Él se encogió de hombros, huesudos bajo su enorme abrigo desgastado. Agitó el vaso de Sprite.

—Qué me vas a contar…

—¿No es un poco tarde para que sigas por aquí, Basilio? ¿A qué hora cierran el albergue?

—Bah. No te preocupes por eso, niña. Me han dado llave.

Se echó a reír, con una de esas carcajadas ronquísimas que hablaban de años de abuso del tabaco. Casi sentí la tentación de lanzar los Chester por una alcantarilla. Casi.

—Bueno… Yo me voy a casa.

—Haces bien, niña. La calle no es un sitio seguro. A ti se te comerían viva.

A mi pesar, sonreí.

—Con la suerte que luzco últimamente, Basilio, después me escupirían.

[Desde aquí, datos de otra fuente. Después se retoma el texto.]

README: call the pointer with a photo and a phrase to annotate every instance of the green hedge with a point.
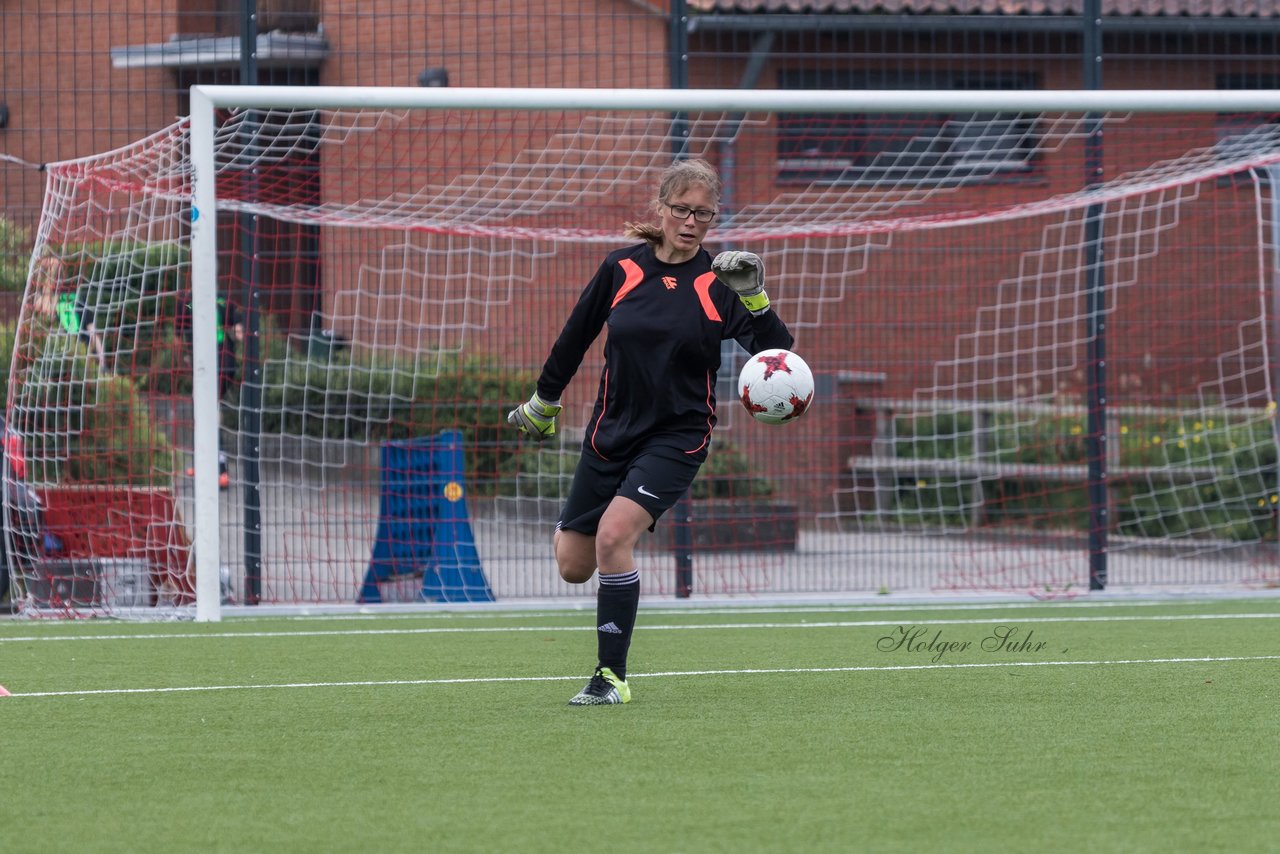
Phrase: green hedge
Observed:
(1239, 505)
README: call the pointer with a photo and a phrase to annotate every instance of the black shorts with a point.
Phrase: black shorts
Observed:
(654, 478)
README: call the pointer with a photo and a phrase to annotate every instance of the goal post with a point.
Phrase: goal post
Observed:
(946, 260)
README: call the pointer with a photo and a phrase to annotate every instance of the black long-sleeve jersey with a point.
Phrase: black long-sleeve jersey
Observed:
(666, 323)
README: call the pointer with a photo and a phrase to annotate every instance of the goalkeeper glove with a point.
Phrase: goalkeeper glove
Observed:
(536, 418)
(744, 274)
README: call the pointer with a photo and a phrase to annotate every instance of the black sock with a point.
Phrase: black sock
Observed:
(616, 604)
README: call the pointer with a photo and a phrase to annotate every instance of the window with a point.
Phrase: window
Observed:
(1232, 128)
(915, 147)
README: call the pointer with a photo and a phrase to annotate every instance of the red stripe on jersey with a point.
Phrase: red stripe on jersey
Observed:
(703, 286)
(635, 275)
(711, 409)
(604, 405)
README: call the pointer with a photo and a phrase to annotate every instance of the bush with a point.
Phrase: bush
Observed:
(1240, 503)
(14, 256)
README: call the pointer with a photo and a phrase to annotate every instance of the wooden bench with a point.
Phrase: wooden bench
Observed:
(886, 469)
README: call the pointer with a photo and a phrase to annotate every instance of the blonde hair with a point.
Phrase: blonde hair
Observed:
(676, 178)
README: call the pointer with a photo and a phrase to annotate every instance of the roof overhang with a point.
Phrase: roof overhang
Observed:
(274, 49)
(1185, 24)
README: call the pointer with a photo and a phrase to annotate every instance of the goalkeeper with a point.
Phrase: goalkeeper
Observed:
(667, 306)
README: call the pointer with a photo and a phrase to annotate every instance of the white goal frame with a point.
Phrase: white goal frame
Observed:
(204, 252)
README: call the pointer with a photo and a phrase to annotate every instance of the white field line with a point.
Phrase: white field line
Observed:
(589, 606)
(675, 674)
(640, 626)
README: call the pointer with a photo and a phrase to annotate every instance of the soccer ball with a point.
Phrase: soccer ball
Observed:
(776, 386)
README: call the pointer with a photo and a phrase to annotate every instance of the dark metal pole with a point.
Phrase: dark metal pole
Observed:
(682, 511)
(679, 21)
(251, 386)
(1096, 307)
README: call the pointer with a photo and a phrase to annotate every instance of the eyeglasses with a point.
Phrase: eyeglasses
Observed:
(700, 214)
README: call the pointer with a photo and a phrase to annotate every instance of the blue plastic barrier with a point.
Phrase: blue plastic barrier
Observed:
(423, 523)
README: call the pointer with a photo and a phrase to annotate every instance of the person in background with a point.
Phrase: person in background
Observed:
(667, 306)
(65, 306)
(231, 332)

Me revolví el bolsillo y, al final, le di un cigarro. Los ojillos se le iluminaron como a un niño en víspera de Reyes. Todos cargamos con nuestros vicios; igual fomentar aquel no me acercaba al Paraíso una vez muerta, pero tampoco tenía la noche con los estándares morales muy altos.

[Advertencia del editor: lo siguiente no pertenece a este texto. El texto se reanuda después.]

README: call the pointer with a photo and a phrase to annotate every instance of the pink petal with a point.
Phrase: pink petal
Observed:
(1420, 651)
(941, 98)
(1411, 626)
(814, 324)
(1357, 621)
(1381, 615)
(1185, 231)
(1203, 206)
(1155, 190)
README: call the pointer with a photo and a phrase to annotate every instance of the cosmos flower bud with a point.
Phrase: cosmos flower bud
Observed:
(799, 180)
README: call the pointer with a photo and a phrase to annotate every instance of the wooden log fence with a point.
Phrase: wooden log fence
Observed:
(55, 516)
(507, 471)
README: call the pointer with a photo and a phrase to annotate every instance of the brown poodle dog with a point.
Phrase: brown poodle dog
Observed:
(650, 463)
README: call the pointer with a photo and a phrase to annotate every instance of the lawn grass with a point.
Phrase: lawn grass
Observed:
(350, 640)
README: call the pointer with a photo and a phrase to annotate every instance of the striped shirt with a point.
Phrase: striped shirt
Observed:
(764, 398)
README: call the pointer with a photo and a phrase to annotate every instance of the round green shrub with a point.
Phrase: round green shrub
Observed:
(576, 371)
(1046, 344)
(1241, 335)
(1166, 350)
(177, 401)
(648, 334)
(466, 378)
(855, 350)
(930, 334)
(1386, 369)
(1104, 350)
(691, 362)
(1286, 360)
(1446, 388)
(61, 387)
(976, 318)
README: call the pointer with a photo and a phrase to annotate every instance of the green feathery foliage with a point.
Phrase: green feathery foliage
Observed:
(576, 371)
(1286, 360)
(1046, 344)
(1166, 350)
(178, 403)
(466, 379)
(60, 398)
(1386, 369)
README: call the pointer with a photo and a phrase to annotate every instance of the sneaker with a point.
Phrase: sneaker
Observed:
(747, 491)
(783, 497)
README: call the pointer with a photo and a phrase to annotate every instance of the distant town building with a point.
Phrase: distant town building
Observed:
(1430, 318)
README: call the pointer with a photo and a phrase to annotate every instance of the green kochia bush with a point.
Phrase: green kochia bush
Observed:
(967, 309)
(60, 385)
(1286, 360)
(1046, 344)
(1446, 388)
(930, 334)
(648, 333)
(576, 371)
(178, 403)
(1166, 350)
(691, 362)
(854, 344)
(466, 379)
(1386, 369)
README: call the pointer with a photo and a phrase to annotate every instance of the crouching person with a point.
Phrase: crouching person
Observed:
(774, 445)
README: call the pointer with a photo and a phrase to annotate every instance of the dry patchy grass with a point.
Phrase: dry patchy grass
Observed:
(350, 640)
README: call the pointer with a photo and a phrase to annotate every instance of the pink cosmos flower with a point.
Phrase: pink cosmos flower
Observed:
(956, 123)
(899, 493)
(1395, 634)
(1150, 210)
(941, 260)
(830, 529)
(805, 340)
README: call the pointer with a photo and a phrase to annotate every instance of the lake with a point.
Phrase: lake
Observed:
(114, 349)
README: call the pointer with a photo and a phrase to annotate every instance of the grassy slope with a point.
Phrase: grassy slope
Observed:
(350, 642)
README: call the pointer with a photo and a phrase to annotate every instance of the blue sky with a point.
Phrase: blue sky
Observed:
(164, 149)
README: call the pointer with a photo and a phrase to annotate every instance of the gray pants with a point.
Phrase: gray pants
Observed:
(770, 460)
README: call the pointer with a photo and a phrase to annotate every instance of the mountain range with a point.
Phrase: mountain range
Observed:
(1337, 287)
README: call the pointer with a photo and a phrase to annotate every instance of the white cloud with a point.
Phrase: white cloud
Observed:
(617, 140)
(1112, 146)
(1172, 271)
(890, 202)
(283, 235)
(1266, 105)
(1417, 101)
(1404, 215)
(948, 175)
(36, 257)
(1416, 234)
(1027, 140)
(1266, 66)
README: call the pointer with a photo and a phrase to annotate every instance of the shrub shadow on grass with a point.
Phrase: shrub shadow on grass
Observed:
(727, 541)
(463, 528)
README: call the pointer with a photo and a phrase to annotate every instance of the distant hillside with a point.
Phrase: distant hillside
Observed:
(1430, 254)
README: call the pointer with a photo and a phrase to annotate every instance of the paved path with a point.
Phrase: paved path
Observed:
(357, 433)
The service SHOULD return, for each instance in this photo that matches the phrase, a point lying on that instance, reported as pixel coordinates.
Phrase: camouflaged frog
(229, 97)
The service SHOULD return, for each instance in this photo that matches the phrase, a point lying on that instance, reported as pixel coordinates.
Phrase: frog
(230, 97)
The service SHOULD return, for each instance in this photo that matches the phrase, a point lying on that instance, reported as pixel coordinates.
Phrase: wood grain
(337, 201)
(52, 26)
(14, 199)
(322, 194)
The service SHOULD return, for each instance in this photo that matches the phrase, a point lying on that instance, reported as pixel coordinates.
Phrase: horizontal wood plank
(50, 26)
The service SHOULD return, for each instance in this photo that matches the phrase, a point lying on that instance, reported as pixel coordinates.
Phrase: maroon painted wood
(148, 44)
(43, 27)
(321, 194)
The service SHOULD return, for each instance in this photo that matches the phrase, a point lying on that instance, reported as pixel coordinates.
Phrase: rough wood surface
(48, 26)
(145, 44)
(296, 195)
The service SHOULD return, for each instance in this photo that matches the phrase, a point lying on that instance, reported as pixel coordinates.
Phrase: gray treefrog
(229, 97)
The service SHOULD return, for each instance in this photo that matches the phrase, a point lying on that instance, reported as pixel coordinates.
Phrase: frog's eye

Me despedí con un gesto y entré en casa. Subí los tres tramos de escaleras a pie, rezongando por todas y cada una de las heridas que los malditos tacones me habían marcado en los pies, maldiciendo al casero, que no arreglaba el ascensor, lamentando mi vida, mi obra y hasta mi carta astral, hasta que, por fin, llegué al sofá, donde me tiré cual fardo, rodando sobre mí misma como la primera croqueta que cae al plato al salir de la sartén. Rebozada en desaprobación por mí misma.

Qué pena de todo.

Por una milésima de segundo, algo en mi cerebro conectó como debía y me impelió a levantarme, desmaquillarme, ponerme el pijama y cenar algo. Comería unos fideos japoneses calentados al microondas y, después, mi Acer del Pleistoceno y yo prepararíamos un brainstorming para Cliché que haría que Lula borrara de su frente todas sus preocupaciones. María y Pujol serían la pareja del año. Se crearían hashtags para ellos. Serían «Mayol», o «Puria». Y yo… yo me convertiría en una periodista seria. Y comería donuts rellenos sin engordar. Y aquellos pantalones de la talla treinta y ocho volverían a cerrarme. Y… Y, por supuesto, me dormí en el sofá un rato después, con el abrigo puesto, las Converse atadas, los tacones bajo el brazo, el aliento volviéndose rancio por minutos y el maquillaje corrido por la cara.

Nina Carvajal, señores. En todo mi jodido esplendor.